In this slow-building but ultimately gripping drama, you are left guessing to the last episode what Brody's true intentions are, and whether and how he will carry them out. There are fine performances from all the major actors, in clearly defined and well-developed roles.

Most remarkable is the fact that this drama, although made in the States, appears anti-war and does not hold back in portraying a corrupt Government and security forces, violating human rights and trying to conceal the evidence for their own ends. Terrorists such as Abu Nasir are by contrast portrayed with a degree of understanding. It is not a simple case of enlightened western world right versus Islamic wrong, or of the good guy winning out in the end against the odds, as is often the case with American drama. Just as some of the characters may have been subverted, the viewer may for an instant understand the justice of the "wrong" cause. Relationships, such as Brody's attempts to reconnect with his children after eight years, are handled realistically without too much sentimentality.

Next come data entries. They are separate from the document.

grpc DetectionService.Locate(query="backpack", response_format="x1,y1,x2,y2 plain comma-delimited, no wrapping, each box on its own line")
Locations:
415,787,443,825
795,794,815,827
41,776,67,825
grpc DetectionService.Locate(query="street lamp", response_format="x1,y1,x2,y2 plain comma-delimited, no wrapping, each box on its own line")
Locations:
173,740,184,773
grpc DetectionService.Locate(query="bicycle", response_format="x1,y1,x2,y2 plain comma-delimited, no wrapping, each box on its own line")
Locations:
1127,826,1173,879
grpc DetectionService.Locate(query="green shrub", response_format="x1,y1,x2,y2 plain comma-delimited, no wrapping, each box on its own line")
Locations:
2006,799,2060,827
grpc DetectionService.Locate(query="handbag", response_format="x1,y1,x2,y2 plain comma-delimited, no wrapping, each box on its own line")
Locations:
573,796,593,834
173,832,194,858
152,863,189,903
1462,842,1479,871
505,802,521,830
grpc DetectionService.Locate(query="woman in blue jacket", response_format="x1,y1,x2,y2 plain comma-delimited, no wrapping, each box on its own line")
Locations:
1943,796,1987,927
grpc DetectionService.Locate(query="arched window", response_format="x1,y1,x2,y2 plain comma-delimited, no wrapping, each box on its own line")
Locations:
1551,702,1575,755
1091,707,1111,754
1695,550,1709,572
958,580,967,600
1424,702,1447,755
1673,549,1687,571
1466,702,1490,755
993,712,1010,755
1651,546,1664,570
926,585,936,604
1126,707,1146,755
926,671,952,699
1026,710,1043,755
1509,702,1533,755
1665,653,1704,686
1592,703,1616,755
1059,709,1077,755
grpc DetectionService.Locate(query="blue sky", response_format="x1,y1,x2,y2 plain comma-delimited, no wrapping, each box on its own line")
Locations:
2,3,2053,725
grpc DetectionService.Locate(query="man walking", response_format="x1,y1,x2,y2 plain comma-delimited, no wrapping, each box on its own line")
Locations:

The ending leaves the way open for a fresh series, which may be good for commerce, but not art, since it is usually best to be left wanting more of a drama. In this case, there are just enough intriguing loose ends to "get away" with one more series.

⭐⭐⭐⭐⭐ 5 Stars

Unreconstructed Emma

This is my review of The Soul Of Kindness (Virago Modern Classics) by Elizabeth Taylor.

Beautiful, indulged, emotionally immature with a childlike reluctance to face up to the grimmer realities of life, Flora does not prove for me to be the manipulative monster implied in the publisher's blurb, but her good intentions certainly cause other people grief, if not exactly leading to hell.

Each chapter in this well-crafted novel reads like a short story in its own right, providing sharply observed descriptions of the characters, their thoughts and relationships and the socially conventional, class-conscious, uptight world of Britain around 1960. Everyone except Flora knows a man is gay, but cannot discuss it. If a man has a drink with a lonely female neighbour it should be concealed as evidence of an affair.

The book is perhaps more interesting now than when it was written because it captures a lost world of dense London fogs, middle class women who do not work once married, and have live-in housekeepers in the basement, a safe, dull society on the brink of being shaken by the Swinging Sixties, fast food, pop culture, media manipulation and rampant commercialisation. Yet, some things have not changed, like the tatty sights and smells round an underground station, or a typical English seafront.

Perhaps Elizabeth Taylor is no longer widely read and known since her largely middle class characters seem rather snobbish and dated, there is no overt sex and violence and the drama is subtle and understated with a focus on the ordinary events of daily life. However, the power of her deceptively simple prose is very striking – a satirical Barbara Pym meets Dorothy Parker, by turns funny and moving.

She is also brilliant at creating in a few words a sense of place and nature and how they affect people's moods: starlings tearing up crocuses, gardens in the rain, the sadness of caged animals at the zoo.

It is intriguing to know that the intensely private Taylor may have been a person of hidden passions – respectably married to a businessman, her life said to be too uneventful to induce a friend to write her biography, she had communist sympathies, was a labour supporter and possibly intimate letters to a male friend were destroyed after her death.